CAXITO, Angola — As this troubled country slides deeper into war, the worst-kept secret of the failed peace process is a bitter topic among people fleeing the bloodshed.

"UNITA played a big trick on everyone, except everyone knew it," said refugee Lazaro Quimbundo, using the Portuguese acronym for the rebel National Union for the Total Independence of Angola.

"When it was time for them to hand in their weapons, they buried the good ones and turned in the useless ones," he said from a desperate, dusty refugee camp on the outskirts of this provincial capital. "We all saw it happen."

To the surprise of most military analysts, a recent government offensive aimed at wiping out UNITA's strongholds has run into stiff resistance. The rebels, who were supposed to have demobilized last spring under a 1994 peace accord that purportedly ended one of Africa's longest civil conflicts, are armed to the teeth and giving government troops a thrashing.

Yet the only surprise, it turns out, is the degree of UNITA's strength. Almost everyone--from international peace envoys to Angolan villagers--has known all along that UNITA violated crucial disarmament conditions of the peace agreement, interviews with international officials reveal.

Even as the United Nations and the troika of countries monitoring the peace deal--the United States, Portugal and Russia--officially accepted UNITA's declaration in March that it had demobilized its troops and surrendered all its weapons, top officials knew that the claim was not true, they now acknowledge. Eventually, the U.N. imposed sanctions against UNITA for the violations, but the move came too late.

"As I look at it over time, various things, which in retrospect may have been fools' dreams, at the time seemed to be steps forward in the process," said Paul Hare, who served as U.S. special envoy to Angola from October 1993 until last July. "In the case of UNITA's final statement that its forces had in fact been demilitarized, no one is a total fool and believed that absolutely. But there was a drive . . . to get that statement and move on."

The explanation is the tangled stuff of diplomatic brinkmanship: International officials hoped that, by looking the other way on the issues of arms and troops, the locomotive of peace would be allowed to gain so much speed that it would render transgressions irrelevant.

Instead, the calculated risk backfired, sending a signal to UNITA that it could get away with brazen military violations and, ultimately, thrust this conflict-torn country back into civil war.

"The hope was that these [rebel] troops would slowly melt away as it became clear the path all were following was a peaceful one," said one top official close to the peace process who spoke on the condition of anonymity. "But it didn't work. Regrettably, no matter how much confidence was built and how many institutions established, there were people on both sides simply not committed to peace."

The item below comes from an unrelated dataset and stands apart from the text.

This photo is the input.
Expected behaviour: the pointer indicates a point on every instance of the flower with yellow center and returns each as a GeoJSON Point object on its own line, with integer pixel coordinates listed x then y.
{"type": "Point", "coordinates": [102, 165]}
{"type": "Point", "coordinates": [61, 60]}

The strategy was apparently championed by the late Alioune Blondin Beye, the U.N. special envoy to Angola who was killed in a plane crash last June in the Ivory Coast. Hare said Beye was an "inveterate optimist" determined to make the peace stick by getting UNITA caught up in its momentum.

Another official close to the peace process said Beye argued for patience in dealing with UNITA leader Jonas Savimbi and other hard-liners, saying that if a brittle piece of wood is forced to bend too quickly, it will snap.

"As long as he was alive, that seemed to be a reasonable approach, and we all supported it," the official said. "When he died, unfortunately, it did not create a situation where the parties came together. Instead, they actually started fighting."

Things unraveled so quickly that the strategy was already in disrepute when Issa B. Y. Diallo succeeded Beye as U.N. special envoy in September. Diallo said he was so mystified by the international stance on demilitarization that, while still in New York preparing for the assignment, he sought an explanation. No one could provide a satisfactory answer, he said.

Once in Luanda, the Angolan capital, he put the same query to members of the troika, who explained that they had agreed to focus their efforts on the political, not military, mileposts of the peace accord.

The belief, the troika representatives told Diallo, was that political progress, including the legalizing of UNITA and its integration into a government of national unity, would convince Savimbi that the rebel movement had a direct interest in keeping the peace.

In the end, however, the process only won over a small core of UNITA's followers, who last fall broke with Savimbi and founded UNITA Renovada, a splinter party based in Luanda that has no influence over the rebel combatants in the country's central highlands.